Once we have the cleaned text, we need to get it into whatever app the user was typing in. The approach is straightforward: copy the text to the clipboard via NSPasteboard, then simulate a Cmd+V paste using CGEvent. There’s a small 50ms delay between the clipboard write and the simulated paste to make sure the clipboard is ready.

This clipboard-based approach is a bit of a hack but it’s reliable and works across all applications. The downside is that it overwrites whatever was previously on the clipboard.

State management

The app uses a simple state machine with four states: idle, starting, recording, and transcribing. This prevents issues like trying to start a new recording while one is already in progress, or pressing the hotkey while transcription is happening.

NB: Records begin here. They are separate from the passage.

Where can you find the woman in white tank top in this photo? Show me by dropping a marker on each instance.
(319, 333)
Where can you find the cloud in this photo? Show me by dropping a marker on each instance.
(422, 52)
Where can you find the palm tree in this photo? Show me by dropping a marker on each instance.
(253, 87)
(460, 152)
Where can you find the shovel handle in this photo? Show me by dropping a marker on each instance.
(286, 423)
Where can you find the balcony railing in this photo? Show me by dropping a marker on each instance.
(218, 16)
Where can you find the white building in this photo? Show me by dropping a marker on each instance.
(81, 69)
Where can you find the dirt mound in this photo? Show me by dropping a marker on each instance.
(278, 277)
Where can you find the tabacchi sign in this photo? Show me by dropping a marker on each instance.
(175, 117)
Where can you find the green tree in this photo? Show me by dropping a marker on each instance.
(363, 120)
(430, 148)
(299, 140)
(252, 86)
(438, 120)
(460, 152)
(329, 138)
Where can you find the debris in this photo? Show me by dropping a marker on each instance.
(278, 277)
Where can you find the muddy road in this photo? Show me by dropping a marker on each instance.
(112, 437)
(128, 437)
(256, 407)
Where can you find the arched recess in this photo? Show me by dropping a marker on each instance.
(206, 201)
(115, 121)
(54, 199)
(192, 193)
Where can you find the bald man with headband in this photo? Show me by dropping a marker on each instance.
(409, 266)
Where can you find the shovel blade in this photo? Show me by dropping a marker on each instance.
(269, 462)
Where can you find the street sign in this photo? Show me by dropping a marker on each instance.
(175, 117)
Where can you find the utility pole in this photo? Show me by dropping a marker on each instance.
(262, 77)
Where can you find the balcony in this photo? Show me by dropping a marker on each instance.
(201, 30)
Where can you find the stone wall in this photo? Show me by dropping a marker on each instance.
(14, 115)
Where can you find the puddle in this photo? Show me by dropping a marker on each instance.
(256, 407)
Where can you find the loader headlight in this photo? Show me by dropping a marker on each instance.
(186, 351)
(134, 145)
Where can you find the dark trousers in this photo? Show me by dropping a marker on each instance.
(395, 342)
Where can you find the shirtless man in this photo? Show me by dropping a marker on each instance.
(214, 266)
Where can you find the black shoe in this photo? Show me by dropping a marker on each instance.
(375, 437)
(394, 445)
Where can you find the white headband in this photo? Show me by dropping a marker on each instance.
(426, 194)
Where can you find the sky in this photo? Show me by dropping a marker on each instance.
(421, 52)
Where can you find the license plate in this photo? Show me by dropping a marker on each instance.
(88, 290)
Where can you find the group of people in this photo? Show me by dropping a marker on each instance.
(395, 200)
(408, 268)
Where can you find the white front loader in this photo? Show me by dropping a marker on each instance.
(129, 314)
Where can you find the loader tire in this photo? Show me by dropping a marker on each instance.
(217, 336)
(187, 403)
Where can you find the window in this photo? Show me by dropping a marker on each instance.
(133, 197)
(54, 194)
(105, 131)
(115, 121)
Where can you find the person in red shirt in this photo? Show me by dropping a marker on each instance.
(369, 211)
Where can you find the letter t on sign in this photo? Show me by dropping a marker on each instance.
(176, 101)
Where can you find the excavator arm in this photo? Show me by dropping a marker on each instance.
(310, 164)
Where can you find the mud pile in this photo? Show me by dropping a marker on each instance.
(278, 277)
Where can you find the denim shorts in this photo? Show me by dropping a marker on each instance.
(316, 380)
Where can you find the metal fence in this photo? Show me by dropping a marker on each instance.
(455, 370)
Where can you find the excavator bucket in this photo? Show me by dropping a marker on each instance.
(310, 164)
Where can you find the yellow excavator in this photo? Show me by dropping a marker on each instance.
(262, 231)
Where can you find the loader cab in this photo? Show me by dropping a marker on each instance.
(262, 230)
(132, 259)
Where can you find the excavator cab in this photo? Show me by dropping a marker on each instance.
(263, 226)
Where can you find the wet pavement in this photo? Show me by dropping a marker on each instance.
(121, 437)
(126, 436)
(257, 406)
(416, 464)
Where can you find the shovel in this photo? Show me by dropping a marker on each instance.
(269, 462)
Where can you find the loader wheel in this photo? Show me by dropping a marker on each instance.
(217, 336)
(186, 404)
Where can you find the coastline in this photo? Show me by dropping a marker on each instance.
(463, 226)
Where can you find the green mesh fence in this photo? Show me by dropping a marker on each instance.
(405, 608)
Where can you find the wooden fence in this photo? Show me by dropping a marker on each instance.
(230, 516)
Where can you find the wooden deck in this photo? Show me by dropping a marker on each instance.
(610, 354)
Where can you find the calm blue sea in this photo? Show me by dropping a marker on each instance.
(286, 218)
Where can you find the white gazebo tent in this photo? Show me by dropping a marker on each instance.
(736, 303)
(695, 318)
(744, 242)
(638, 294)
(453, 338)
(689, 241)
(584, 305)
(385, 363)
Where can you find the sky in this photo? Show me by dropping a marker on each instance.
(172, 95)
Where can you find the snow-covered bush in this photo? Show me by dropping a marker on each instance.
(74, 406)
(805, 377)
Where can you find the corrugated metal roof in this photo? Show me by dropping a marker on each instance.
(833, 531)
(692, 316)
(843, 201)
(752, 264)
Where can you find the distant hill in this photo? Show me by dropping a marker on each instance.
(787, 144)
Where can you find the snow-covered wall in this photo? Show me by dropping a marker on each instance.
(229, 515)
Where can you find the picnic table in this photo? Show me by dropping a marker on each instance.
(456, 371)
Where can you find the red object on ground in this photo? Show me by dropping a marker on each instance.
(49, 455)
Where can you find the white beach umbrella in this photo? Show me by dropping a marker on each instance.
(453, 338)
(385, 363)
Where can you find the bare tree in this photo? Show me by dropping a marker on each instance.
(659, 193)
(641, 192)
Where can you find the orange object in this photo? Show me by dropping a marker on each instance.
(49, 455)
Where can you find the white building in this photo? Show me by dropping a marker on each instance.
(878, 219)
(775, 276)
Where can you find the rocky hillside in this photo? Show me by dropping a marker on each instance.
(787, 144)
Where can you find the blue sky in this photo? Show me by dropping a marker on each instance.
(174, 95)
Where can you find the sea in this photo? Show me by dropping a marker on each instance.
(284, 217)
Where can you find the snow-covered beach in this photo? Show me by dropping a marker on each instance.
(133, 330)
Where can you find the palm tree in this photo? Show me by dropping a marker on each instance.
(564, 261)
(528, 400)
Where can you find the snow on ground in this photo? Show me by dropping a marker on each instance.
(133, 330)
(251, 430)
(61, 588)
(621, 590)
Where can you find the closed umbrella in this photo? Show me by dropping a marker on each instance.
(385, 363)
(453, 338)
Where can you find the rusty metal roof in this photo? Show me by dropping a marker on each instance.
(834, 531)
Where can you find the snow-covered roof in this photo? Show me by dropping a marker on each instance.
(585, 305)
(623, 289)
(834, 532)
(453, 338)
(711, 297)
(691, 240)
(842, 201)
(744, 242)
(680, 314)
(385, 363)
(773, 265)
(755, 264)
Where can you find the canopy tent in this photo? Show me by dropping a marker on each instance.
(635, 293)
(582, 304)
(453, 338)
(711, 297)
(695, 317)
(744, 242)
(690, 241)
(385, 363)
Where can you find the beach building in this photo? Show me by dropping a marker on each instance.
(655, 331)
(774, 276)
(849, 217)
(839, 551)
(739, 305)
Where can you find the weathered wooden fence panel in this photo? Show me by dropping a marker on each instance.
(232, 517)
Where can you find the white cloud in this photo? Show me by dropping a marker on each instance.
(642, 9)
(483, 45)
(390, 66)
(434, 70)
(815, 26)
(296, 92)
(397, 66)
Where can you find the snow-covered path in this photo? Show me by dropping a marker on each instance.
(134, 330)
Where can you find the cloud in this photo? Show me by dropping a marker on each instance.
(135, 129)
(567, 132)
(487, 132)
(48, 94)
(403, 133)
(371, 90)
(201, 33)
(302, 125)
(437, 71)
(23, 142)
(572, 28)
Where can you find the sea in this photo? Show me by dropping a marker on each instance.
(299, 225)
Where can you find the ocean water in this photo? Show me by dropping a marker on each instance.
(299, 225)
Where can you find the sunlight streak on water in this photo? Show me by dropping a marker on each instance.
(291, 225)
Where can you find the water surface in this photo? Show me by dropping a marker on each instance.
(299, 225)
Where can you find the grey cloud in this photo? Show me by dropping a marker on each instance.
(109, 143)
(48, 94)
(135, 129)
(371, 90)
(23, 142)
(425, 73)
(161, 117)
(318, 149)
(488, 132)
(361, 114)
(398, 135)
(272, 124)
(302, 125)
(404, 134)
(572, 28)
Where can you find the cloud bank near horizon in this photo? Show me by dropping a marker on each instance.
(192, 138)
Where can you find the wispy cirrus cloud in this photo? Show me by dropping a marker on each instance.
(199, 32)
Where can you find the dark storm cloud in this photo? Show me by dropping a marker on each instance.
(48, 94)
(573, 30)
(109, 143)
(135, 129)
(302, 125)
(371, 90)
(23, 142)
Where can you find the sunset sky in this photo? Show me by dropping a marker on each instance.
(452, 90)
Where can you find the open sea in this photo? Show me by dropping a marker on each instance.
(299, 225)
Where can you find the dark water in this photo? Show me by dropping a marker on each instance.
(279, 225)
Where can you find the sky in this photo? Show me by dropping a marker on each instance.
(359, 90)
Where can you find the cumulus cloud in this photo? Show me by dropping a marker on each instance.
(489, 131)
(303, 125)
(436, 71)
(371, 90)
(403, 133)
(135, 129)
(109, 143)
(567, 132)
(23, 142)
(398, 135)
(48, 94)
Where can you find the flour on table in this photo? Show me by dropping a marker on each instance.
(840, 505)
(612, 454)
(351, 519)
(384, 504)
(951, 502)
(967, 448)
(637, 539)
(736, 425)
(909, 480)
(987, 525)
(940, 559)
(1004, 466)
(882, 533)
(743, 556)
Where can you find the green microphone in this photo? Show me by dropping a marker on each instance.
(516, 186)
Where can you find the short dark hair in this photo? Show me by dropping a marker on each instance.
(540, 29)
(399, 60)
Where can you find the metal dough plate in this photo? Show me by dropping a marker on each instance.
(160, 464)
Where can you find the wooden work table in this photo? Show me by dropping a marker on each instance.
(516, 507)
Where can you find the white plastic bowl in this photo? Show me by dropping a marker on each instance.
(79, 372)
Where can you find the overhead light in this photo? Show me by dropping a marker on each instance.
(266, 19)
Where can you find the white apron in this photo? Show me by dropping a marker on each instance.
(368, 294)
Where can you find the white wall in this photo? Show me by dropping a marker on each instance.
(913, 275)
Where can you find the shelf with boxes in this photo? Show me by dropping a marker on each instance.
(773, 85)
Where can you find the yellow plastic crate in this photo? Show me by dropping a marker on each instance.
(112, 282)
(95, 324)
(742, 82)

There’s also a 30-second safety timeout on the transcription step - if AWS Transcribe or Bedrock hangs for whatever reason, the overlay gets force-hidden and the app returns to idle. This prevents the app from getting stuck in a broken state.

Learnings

A few things I picked up from this project:

  • macOS permissions are painful for CLI apps - TCC, Input Monitoring, and Accessibility permissions are all designed around .app bundles, not SPM executables run from a terminal. Expect to spend time debugging permission issues.
  • Speech-to-text output benefits from a cleanup pass - Raw transcription is functional but messy. Running it through an LLM to clean up fillers and punctuation makes a big difference in quality for minimal cost (Haiku is cheap).
  • Global hotkeys need debouncing - CGEventTap can fire multiple events for what feels like a single key press. Without debouncing, the app would toggle on and off immediately.
  • Reboot after granting TCC permissions - If audio capture fails after granting microphone access, try restarting. The permission cache is real and will waste hours of your time if you don’t know about it.

The source code is available on my GitHub if anyone wants to take a look or build something similar.